- Developer: Ilan Papini
- Publishers: Quality Simulations, Hangsim
- Platforms: Windows 2000 Windows XP Windows Vista Windows 7 Windows 8 Windows 8.1 Windows 10
- Release: 1999
- Genre: Ship simulator
- Mode: Single-player / Multiplayer

= Virtual Sailor =

Virtual Sailor, created by Ilan Papini and published by Quality Simulations and Hangsim, is an abandonware program which allows users to operate a wide variety of vessels (sail & powered) in world-wide locations. Both the graphics and boat dynamics have been designed to be as realistic as possible, and the software also features multi-player capabilities. Users can create add-ons including boats, sceneries and marine animals to share with other players.

Papini died in February 2024 from injuries sustained after his light aircraft crashed following a bird strike.

==Gameplay==

Players may control a variety of sail and motor powered vessels above and below the sea, interacting with other vessels, changing weather conditions, marine life and dynamic wave movements. Racing against either AI or online competitors is possible, as is exploring, recreating voyages or naval combat. It is also possible to create and edit both vessel types and marine scenery. Control panels feature compass bearing, wind speed and direction, speed, rpm, fuel level, winch settings, sail settings, radar and GPS are also included. Unusual for a vehicle simulator, users of Virtual Sailor can often roam the interiors of their ships. Weather and sea conditions are adjustable, enabling different levels of play. Vessels may be controlled by keyboard, mouse or customisable game controllers.

A large variety of vessel types and scenery have been created by users and are available on fan sites and forums.

==History==

Virtual Sailor was first released in 1999 as a shareware program and since then has seen 13 major release versions, with many minor updates released each year. Version 7.5.1 was released on July 25, 2017.
In the nine-year period between versions 7.0 and 7.5, developers turned to a new program called "Vehicle Simulator". Vehicle Simulator, first released on March 27, 2009 expands on Virtual Sailor by allowing for the simulation of automobiles and aircraft as well in addition to watercraft, while remaining backwards compatible with many of the add-ons created for Virtual Sailor.

In July 2021, Virtual Sailor NG was released.
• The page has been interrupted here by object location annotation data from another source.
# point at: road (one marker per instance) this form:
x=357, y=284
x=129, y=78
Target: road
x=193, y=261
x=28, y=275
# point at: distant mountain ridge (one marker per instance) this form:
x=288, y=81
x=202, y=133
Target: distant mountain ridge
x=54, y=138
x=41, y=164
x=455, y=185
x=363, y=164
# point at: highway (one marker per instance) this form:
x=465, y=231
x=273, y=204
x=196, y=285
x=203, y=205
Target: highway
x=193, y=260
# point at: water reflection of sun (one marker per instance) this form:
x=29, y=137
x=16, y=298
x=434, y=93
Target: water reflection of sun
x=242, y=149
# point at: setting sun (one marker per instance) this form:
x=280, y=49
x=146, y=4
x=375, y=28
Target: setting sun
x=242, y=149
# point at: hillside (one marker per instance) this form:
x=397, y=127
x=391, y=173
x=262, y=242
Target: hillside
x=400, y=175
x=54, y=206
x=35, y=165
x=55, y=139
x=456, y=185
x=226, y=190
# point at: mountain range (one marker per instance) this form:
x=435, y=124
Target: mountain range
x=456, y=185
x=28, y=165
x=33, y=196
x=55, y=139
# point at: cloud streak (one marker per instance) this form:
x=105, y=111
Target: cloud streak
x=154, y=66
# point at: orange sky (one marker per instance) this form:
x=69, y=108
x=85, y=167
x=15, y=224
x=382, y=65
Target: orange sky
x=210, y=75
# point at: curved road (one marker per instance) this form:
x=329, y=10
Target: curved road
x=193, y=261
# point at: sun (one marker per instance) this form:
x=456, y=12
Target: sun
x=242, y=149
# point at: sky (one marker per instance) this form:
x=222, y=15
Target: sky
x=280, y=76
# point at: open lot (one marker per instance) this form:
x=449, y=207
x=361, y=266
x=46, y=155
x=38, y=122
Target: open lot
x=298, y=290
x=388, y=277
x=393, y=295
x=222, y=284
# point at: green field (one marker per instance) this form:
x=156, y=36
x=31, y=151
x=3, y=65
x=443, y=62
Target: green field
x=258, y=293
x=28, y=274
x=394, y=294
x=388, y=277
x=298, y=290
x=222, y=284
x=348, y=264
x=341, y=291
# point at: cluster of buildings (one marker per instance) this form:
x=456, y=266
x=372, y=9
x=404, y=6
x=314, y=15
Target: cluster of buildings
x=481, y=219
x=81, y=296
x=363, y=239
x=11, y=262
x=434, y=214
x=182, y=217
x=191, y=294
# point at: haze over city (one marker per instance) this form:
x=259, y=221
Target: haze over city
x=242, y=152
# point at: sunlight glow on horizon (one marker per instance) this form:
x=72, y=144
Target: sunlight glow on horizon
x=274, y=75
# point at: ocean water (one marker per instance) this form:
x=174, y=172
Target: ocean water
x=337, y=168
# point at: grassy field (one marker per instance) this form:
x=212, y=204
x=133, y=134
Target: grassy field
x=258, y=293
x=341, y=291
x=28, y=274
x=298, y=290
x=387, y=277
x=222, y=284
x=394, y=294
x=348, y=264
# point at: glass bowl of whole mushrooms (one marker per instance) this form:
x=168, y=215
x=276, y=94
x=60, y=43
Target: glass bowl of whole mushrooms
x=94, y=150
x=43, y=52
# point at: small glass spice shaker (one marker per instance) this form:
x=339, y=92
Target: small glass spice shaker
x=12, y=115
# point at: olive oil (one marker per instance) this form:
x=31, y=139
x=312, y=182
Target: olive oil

The update was a total rewrite of the original game and was redesigned for modern operating systems and next-generation graphics rendering.

Virtual Sailor NG was published on Steam in October 2022 and is still able to be purchased from the Steam storefront.

==Critical reception==

GameSpot said of the game "Virtual Sailor simulates the entire marine environment and makes a complete sailing experience, it's multiplayer capability for online sailing and racing creates an extremely immersive marine experience."